Mark Lenard, who would have turned 87 years old tomorrow, was a respected stage, film and television actor who earned his greatest measure of fame for his long association with Star Trek. He portrayed the Romulan commander – Trek’s first-ever fully-seen Romulan -- in the The Original Series episode "Balance of Terror" (1966), and a Klingon – the first with forehead ridges and the first to actually speak Klingon -- in The Motion Picture. He also narrated several Trek audiobooks and wrote the DS9 comic book tale Blood & Honor. However, Lenard attained legend status in Trek circles for his unforgettable turns as Sarek, Spock's unyieldingly logical father, in the TOS episode "Journey to Babel," the TAS episode "Yesteryear," the Trek features The Search for Spock, The Voyage Home, The Final Frontier (voiceover only) and The Undiscovered Country, and the pivotal TNG episodes “Sarek” and “Unification, Part I.”

“I’m constantly amazed at what Star Trek has done and what it has meant to people,” Lenard told Starlog magazine back when The Undiscovered Country was released. “I have asked all over the world what there is about Star Trek that has made it unique among SF shows. There’s something in the chemistry of the characters and concepts that made it unique and a particular success. When it began, Star Trek had a particular meaning, and it was the right time for that meaning.”

Star Trek was actually but one credit on Lenard’s resume.

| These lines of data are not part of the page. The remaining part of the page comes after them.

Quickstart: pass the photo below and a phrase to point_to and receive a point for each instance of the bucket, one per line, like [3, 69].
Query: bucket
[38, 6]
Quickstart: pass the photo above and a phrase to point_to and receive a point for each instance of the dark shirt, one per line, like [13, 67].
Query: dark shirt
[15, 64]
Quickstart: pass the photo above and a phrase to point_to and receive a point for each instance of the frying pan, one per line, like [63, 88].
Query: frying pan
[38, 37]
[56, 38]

On stage, he essayed roles written by Shakespeare, Ibsen, Chayefsky and Chekhov, and frequently performed the two-man show “The Boys of August” with his friend and Trek co-star, Walter Koenig. Lenard appeared in such films as The Greatest Story Ever Told, Hang ‘Em High and Annie Hall, and in guest spots, recurring roles and/or as a regular on television shows including Search for Tomorrow, The Defenders, Another World, Gunsmoke, Here Come the Brides, Mannix, Mission: Impossible (with Leonard Nimoy), Hawaii Five-O, Planet of the Apes, Buck Rogers in the 25th Century, Otherworld and In the Heat of the Night. Beyond his on-screen appearances, Lenard lent his voice to many television commercials (he was the voice of SAAB) and documentary programs, and worked as a respected acting teacher.

Sadly, by late 1995, Lenard fell ill with multiple myeloma and he passed away on November 22, 1996. He left behind his wife of 36 years, Ann, whom he’d met in an acting class, their daughters, Roberta and Catherine, and millions of fans across the world.

What was your favorite Mark Lenard performance?